I’ll follow the sun…
Не вытерпев напряжения песни, я плеснул вино в рот, сморщился будто от нестерпимой боли и, бия кулаком по столешнице, дико заорал в припеве.
Из окна плывущего ресторана был виден лес на затенённом берегу — чёрный, чугунный. Вода блестела тяжёлой, бездонной нефтью. А зелёное небо струило холод скорой ночи.
Кроме нас, в зале сидел ещё один человек — в костюме с галстуком и орденскими планками. Он был лет на двадцать пять старше нас, но почему-то нельзя было сказать, что годился нам в отцы. Чтя закон, он пил водку из бутылки минеральной. Где-то на двухсотом грамме встал, прогрёб двумя пятернями голову со лба на затылок и твёрдым военным шагом приблизился к нам.
-Старший кто будет?
-Ты, ты старший, дядя. Доволен? Ну, и отвали!— выпалил я нетерпеливо.

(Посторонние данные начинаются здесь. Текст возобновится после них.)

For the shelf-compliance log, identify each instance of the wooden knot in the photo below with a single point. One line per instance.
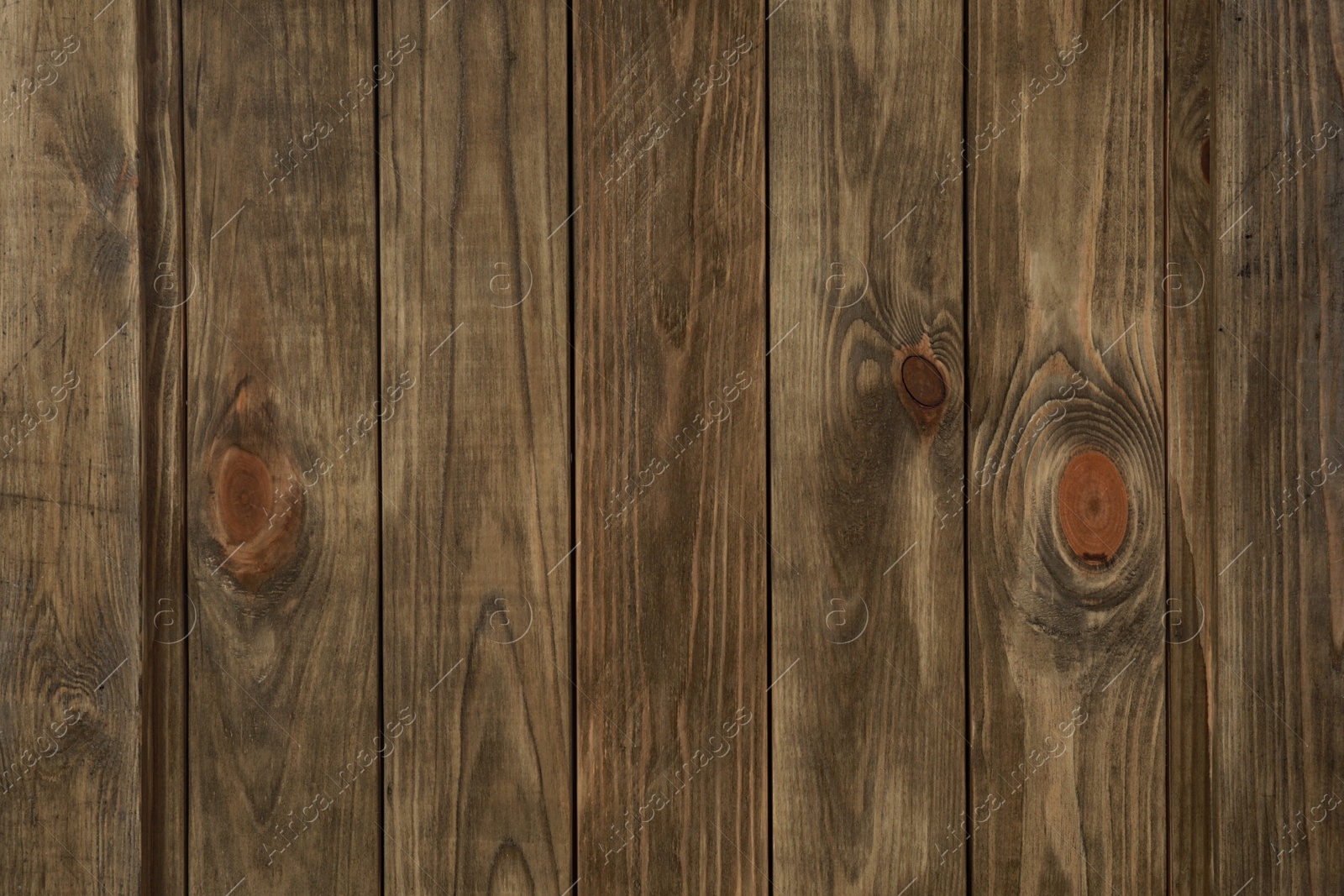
(922, 382)
(1093, 508)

-Повторяю, кто руководитель?
-КПСС! Стыдно не знать!
-Требую прекратить исполнение песен на английском языке!
Я выкрикнул наперекор:
-I’ll follow the sun!
Возникла пауза, после чего мы услышали:
-Вот из таких, как вы, и получаются предатели Родины!
-Что ты тут несёшь?!— вскочив из-за стола, выкрикнул я.— Да за такие слова! Понял?..
Он только усмехнулся.
-Вобщем так вам скажу, ребята. «Лесных братьев» я собственноручно к стенке ставил.

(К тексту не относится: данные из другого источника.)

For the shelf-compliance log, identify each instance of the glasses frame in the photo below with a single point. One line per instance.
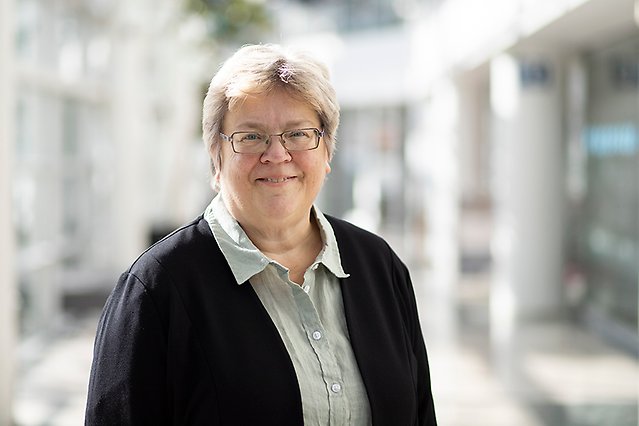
(229, 138)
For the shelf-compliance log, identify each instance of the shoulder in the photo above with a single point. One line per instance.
(190, 245)
(357, 245)
(347, 231)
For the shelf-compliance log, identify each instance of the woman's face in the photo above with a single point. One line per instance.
(276, 186)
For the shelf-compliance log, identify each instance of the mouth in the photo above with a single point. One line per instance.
(277, 180)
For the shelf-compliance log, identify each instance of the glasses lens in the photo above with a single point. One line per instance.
(248, 142)
(301, 139)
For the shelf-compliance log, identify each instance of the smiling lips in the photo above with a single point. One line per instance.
(277, 180)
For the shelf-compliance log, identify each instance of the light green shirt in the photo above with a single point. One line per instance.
(310, 319)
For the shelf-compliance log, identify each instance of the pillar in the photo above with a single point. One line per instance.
(526, 136)
(8, 317)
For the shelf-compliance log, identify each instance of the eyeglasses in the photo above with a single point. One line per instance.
(291, 140)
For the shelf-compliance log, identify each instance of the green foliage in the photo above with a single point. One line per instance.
(231, 20)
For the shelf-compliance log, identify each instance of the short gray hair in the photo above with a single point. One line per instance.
(256, 69)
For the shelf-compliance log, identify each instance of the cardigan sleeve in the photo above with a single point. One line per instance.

Тут и остальные, вскочив на ноги, окружили орденоносца.
-Ты родиной в нас не тычь!
-Родина отдельно — битлы отдельно!
-Мы в лесотехническом институте учимся, потому и «лесные».

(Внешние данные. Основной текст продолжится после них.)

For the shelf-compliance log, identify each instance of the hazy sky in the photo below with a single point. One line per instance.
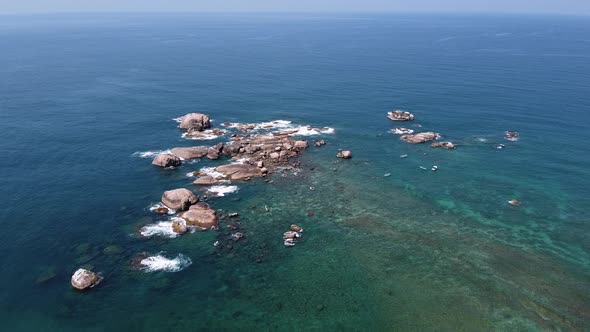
(505, 6)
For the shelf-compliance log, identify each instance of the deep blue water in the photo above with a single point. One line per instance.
(417, 250)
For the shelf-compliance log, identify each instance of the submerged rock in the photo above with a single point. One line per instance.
(179, 199)
(191, 152)
(345, 154)
(200, 215)
(398, 115)
(166, 160)
(206, 180)
(83, 279)
(444, 145)
(239, 171)
(194, 121)
(420, 137)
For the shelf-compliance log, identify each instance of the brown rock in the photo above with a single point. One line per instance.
(398, 115)
(420, 137)
(166, 160)
(195, 121)
(345, 154)
(205, 180)
(301, 144)
(179, 227)
(83, 279)
(191, 152)
(444, 145)
(179, 199)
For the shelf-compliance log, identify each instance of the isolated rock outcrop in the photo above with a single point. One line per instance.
(166, 160)
(200, 215)
(83, 279)
(398, 115)
(420, 137)
(179, 199)
(194, 122)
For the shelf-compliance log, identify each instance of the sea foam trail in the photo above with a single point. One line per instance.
(221, 191)
(161, 228)
(161, 263)
(149, 154)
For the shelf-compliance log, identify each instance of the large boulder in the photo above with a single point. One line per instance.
(166, 160)
(444, 145)
(398, 115)
(420, 137)
(194, 122)
(205, 180)
(239, 171)
(191, 152)
(179, 199)
(83, 279)
(200, 215)
(301, 144)
(214, 151)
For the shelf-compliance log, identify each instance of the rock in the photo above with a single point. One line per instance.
(83, 279)
(444, 145)
(195, 121)
(214, 151)
(344, 154)
(179, 199)
(398, 115)
(200, 215)
(179, 227)
(320, 143)
(166, 160)
(206, 180)
(191, 152)
(514, 202)
(291, 235)
(301, 144)
(420, 137)
(161, 210)
(239, 171)
(511, 135)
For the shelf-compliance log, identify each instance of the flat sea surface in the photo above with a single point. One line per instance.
(390, 246)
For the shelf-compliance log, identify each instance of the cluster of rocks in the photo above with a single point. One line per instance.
(420, 137)
(398, 115)
(290, 237)
(195, 214)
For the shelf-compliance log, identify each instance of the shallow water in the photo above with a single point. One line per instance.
(416, 250)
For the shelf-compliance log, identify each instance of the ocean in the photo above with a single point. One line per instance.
(388, 245)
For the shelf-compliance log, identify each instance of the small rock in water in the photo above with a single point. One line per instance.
(514, 202)
(83, 279)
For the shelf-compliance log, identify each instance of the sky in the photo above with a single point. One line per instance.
(561, 7)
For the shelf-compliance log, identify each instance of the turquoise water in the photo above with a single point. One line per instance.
(416, 250)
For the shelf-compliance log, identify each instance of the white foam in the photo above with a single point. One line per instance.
(162, 263)
(206, 135)
(160, 205)
(221, 191)
(308, 131)
(149, 154)
(161, 228)
(211, 172)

-Не нравится песня— иди в кормовой кабак.
-We’ll find that you nave!..
Влад перевёл:
-Однажды мы обнаружим, что ты исчез!..
Хором продекламировали в лицо неприятеля, переиначивая слова песни согласно моменту:
-Иди—ка ты, дядя, вслед за солнцем!
И захохотали.
Он тоже улыбнулся и, как бы простив нам артистизм и молодость, сел за свой столик, налил в стакан и выпил.
Вторя финальным аккордам магнитофонной записи, загудел колёсник сложным мажорным трезвучием, пуская пар в органные трубы.
В путешествии было заведено выходить на всякой пристани, хоть заполночь. С криками и хохотом мы покинули ресторан.
Множество круглых иллюминаторов, как рампа, освещали дебаркадер. С берега на «сцену» по трапу поднималась девушка с чемоданчиком. Мама и бабушка провожали её, напоследок хватали за руку, целовали.
-Моя будет! Замётано!— стрельнув сигарету в воду, вожделенно произнес Боб.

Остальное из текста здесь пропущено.